Cathy Racon-Bouzon, députée LREM, a assuré qu’un « chantier exemplaire » et un « très haut degré d’exigence » seraient mis en œuvre. Même si l'on ne remet pas en cause sa sincérité, que valent ses propos par rapport à ceux du président de la République qui, dès le lendemain de l'incendie, sans même attendre un bilan des dégâts, a déclaré vouloir que le monument soit reconstruit « d’ici cinq années » ? Ou à ceux du Premier ministre qui annonçait, un jour après, le lancement d'un concours international d'architecture ?

C'est triste à dire, mais les Français n'ont qu'une confiance limitée à l'égard de leurs gouvernants.
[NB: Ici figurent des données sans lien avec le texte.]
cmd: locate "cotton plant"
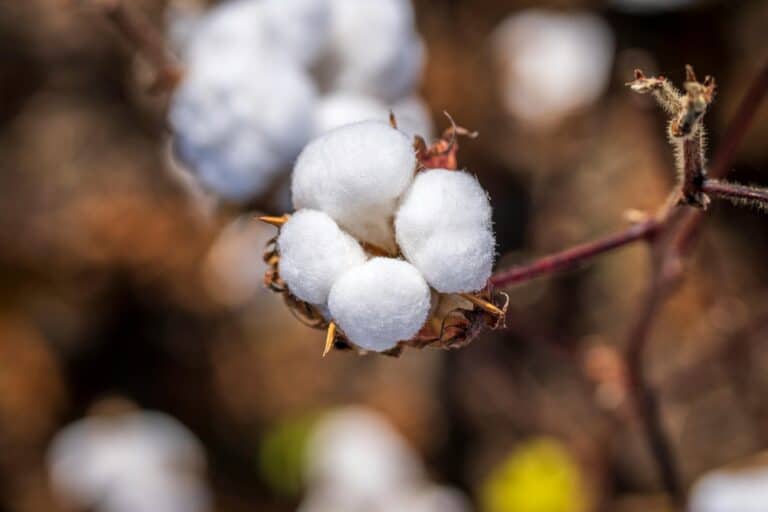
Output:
[491,8,615,128]
[298,407,470,512]
[48,401,212,512]
[262,121,505,355]
[168,0,432,203]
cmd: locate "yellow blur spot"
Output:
[480,438,587,512]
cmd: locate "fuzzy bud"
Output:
[277,210,366,304]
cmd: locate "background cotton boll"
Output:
[328,258,431,352]
[292,121,416,249]
[385,485,472,512]
[314,92,389,135]
[178,0,269,63]
[324,0,424,102]
[395,169,495,293]
[169,51,315,201]
[315,92,434,140]
[493,9,614,125]
[689,466,768,512]
[48,406,209,512]
[301,407,424,500]
[262,0,330,65]
[277,210,366,304]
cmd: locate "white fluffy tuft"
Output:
[315,92,434,140]
[328,258,431,352]
[169,50,315,201]
[277,210,366,304]
[320,0,425,102]
[292,121,416,249]
[395,169,495,293]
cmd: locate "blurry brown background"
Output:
[0,0,768,511]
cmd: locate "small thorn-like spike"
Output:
[685,64,697,82]
[389,110,397,130]
[459,293,504,316]
[259,214,290,228]
[323,322,336,357]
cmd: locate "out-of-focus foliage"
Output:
[481,438,587,512]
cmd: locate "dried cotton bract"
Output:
[262,121,506,355]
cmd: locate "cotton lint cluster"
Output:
[276,121,495,352]
[169,0,432,203]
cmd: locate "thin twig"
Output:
[93,0,183,91]
[490,219,659,288]
[701,180,768,208]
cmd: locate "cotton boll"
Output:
[328,258,431,352]
[395,169,495,293]
[493,9,614,126]
[689,466,768,512]
[301,407,424,500]
[180,0,269,64]
[169,50,315,201]
[314,92,389,135]
[292,121,416,250]
[262,0,331,65]
[48,412,210,512]
[314,92,434,140]
[326,0,424,102]
[277,210,366,304]
[383,485,472,512]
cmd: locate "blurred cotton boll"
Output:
[169,50,315,201]
[301,407,424,504]
[314,92,434,140]
[492,9,615,126]
[48,401,211,512]
[322,0,425,103]
[688,465,768,512]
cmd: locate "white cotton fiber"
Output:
[261,0,331,65]
[314,92,433,140]
[169,51,315,201]
[689,466,768,512]
[325,0,425,102]
[302,407,424,498]
[395,169,495,293]
[292,121,416,250]
[277,210,366,304]
[328,258,431,352]
[493,9,615,126]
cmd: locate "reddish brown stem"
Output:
[489,220,659,288]
[96,0,182,90]
[701,180,768,207]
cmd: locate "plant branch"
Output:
[701,180,768,208]
[93,0,183,92]
[489,219,659,288]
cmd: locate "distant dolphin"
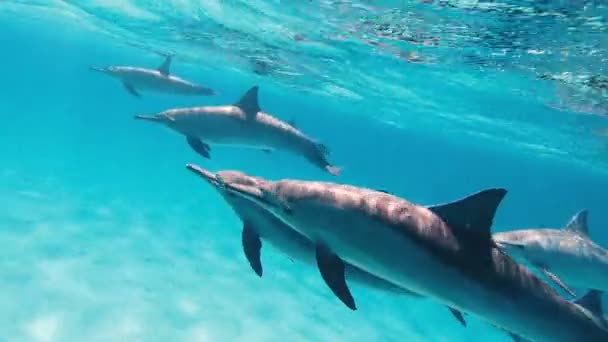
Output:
[186,164,466,325]
[135,86,340,176]
[90,55,215,97]
[493,210,608,291]
[224,174,608,342]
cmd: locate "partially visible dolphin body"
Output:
[224,174,608,342]
[90,55,215,97]
[493,210,608,291]
[186,164,466,325]
[135,86,340,176]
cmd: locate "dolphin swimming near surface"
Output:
[90,55,215,97]
[135,86,340,176]
[493,210,608,291]
[186,164,466,326]
[217,174,608,342]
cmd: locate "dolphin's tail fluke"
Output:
[325,165,342,176]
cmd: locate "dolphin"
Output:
[493,209,608,291]
[186,164,466,326]
[90,55,215,97]
[218,175,608,342]
[135,86,340,176]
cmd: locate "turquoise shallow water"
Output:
[0,0,608,341]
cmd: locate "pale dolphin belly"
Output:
[282,203,608,342]
[547,250,608,291]
[221,193,412,295]
[168,114,300,152]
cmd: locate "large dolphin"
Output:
[135,86,340,175]
[218,175,608,342]
[91,55,215,97]
[493,210,608,291]
[186,164,466,325]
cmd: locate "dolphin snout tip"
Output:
[133,114,162,121]
[89,66,106,72]
[186,163,217,181]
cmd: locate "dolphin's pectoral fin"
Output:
[156,54,173,76]
[448,306,467,327]
[532,262,576,297]
[564,209,589,237]
[241,222,263,277]
[316,244,357,310]
[234,86,261,117]
[574,290,604,317]
[508,332,531,342]
[186,137,211,159]
[428,188,507,256]
[122,82,141,97]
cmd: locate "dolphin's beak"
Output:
[134,114,166,122]
[186,164,218,185]
[89,67,108,73]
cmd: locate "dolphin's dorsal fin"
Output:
[287,118,298,129]
[574,290,604,317]
[234,85,261,116]
[428,188,507,242]
[564,209,589,236]
[156,55,173,76]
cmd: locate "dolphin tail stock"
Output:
[572,289,604,318]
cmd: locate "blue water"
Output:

Quand Emmanuel Macron se précipite pour parler de « reconstruction » (les députés ont dû se battre pour obtenir qu'on utilise le terme de « restauration »), quand il souhaite « un geste architectural contemporain » pour remplacer la flèche qui s'est effondrée, quand il promet une cathédrale « plus belle encore », il y a de quoi s'inquiéter. On se demande s'il n'a pas la folie des grandeurs et ne voudrait pas laisser son empreinte dans l'Histoire en lançant, comme plusieurs de ses prédécesseurs, un « grand chantier ».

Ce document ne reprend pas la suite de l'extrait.